Transcrição de Trechos
“Até a década de 80, era forte a segregação. Então, (…) havia um movimento social de Direitos Humanos internacional muito forte. E no Brasil, esses movimentos já eram muito fortes de garantir o direito à escola. Então, os pais, os professores achavam que era impossível uma criança com deficiência neuromotora (…), ou uma pessoa cega, ir para a escola regular. Então, se defendia a escola especial, se defendia a classe especial. E nós lutávamos, já nesse momento histórico, pela integração: colocar as crianças na sala regular”. (Marilda Bruno, especialista em Educação Especial).

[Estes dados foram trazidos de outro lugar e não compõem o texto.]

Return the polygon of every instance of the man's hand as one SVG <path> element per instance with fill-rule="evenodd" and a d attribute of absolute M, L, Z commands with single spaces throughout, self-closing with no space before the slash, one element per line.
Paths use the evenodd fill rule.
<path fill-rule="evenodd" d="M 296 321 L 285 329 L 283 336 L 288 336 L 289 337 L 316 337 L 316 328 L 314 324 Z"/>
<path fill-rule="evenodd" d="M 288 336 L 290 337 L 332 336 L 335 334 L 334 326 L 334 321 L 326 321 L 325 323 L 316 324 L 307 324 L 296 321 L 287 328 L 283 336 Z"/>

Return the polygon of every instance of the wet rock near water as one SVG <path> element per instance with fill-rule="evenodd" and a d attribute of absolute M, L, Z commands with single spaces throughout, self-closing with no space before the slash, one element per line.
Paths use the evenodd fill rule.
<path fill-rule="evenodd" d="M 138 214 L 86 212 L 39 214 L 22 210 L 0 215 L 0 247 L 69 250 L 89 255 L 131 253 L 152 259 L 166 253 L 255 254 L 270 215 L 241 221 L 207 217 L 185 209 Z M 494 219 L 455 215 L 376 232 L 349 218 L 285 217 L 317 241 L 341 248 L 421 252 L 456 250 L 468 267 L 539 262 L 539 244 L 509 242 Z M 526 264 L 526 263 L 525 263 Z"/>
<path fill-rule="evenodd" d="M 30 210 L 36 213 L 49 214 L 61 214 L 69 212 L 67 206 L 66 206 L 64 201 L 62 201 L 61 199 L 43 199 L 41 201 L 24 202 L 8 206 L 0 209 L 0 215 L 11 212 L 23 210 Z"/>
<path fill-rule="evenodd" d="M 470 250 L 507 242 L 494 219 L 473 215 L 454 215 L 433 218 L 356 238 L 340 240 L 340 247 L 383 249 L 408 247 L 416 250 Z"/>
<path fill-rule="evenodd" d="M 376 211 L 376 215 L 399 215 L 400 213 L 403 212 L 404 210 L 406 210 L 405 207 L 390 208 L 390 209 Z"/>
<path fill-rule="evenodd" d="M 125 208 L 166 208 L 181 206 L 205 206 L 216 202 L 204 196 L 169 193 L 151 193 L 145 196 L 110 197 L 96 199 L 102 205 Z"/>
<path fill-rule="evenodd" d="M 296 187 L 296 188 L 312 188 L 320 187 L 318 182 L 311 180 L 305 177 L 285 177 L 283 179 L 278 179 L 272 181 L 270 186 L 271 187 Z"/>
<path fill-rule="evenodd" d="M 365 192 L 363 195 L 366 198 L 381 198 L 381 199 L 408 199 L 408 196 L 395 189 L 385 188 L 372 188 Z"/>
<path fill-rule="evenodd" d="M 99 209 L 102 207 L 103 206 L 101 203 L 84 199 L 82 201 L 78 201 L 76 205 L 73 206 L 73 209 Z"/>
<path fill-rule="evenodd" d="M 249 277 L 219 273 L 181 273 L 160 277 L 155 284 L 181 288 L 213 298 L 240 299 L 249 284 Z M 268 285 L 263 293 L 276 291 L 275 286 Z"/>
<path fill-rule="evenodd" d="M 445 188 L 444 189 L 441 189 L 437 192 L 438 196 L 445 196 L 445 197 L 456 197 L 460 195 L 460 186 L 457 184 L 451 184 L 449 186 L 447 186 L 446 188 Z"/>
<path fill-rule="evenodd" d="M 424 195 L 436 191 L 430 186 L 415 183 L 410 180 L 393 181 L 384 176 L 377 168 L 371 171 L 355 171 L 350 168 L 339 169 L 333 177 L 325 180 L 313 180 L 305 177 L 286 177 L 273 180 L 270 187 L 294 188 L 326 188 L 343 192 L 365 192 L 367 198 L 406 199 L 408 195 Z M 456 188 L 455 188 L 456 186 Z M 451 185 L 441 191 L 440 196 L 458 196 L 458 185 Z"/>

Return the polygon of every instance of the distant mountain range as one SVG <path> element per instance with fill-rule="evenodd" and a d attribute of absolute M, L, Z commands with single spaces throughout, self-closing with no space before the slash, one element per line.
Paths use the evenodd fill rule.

“A nossa sociedade tá cada vez mais se preparando (…) pra conviver com pessoas que até então estavam um pouco escondidas” (Gisele Pelc, professora).
“Acho que nós vamos chegar à sociedade inclusiva, se as crianças forem, desde cedo, à Educação Infantil. Que tiverem esta oportunidade, não só no sentido do desenvolvimento humano, numa visão humanística da educação, mas também (…) no sentido de oferecer as oportunidades de participação da cultura. Então, o acesso ao letramento, acesso à informação, acesso às artes. A Educação Infantil traz, reforça, o lúdico, o movimento, a brincadeira, o prazer, a construção de vínculos – afetivos e de solidariedade – e isso é fundamental para todas as crianças”. Então, as crianças com necessidades especiais que vêm à escola, crianças com algum tipo de deficiência, elas não precisam de um Currículo diferente, elas não precisam de um Currículo especial, (…) de uma Escola especial, elas precisam disto, que é o que oferece a Educação Infantil. (Marilda Bruno, especialista em Educação Especial).
“A gente entende que o espaço da escola é um espaço de inclusão. (…) As crianças, principalmente na faixa etária que a gente trabalha, estão saindo do aconchego familiar e as primeiras pessoas que elas conhecem somos nós”. (Lilian Pereira, professora).
“Dentro da sala de aula, é muito mais fácil trabalhar no grupo do que se trabalhar uma criança especificamente. Lidar com aquela criança que tenha determinada dificuldade. Porque, no grupo, tu trabalha com eles todas as diferenças: cada um com as suas limitações, com seu ritmo, com as suas (…) dificuldades”. (Lilian Pereira, professora).
“Os brinquedos são uma coisa que estimulam bastante. A hora do brinquedo é uma hora importante, tanto para a socialização, quanto para a autonomia dele [o menino Nicolas] mesmo, porque a gente procura deixar ele interagir com os colegas”. (Gisele Pelc, professora).
“Pra ele, tudo é novidade, tudo é ótimo. Cada vez que ele aprende uma coisinha nova na escola, ele chega, ele conta. Ele fica feliz com aquilo. Um espaço que é dele, onde ele fica longe de mãe, de irmão. Eu acho que isso, pra ele, tá sendo bastante importante, porque ele tá aprendendo a ter responsabilidade”. (Nida Adrione, mãe do Nicolas).
“E aqui ele tem um espaço de saúde. Ele se sente acolhido, então, ele é uma criança mais feliz. Ele tá de bem com a vida. Isso é inclusão: não fazer da deficiência, da dificuldade, um problema, só achar um outro jeito, um outro arranjo”. (Margarete Ruppenthal, professora).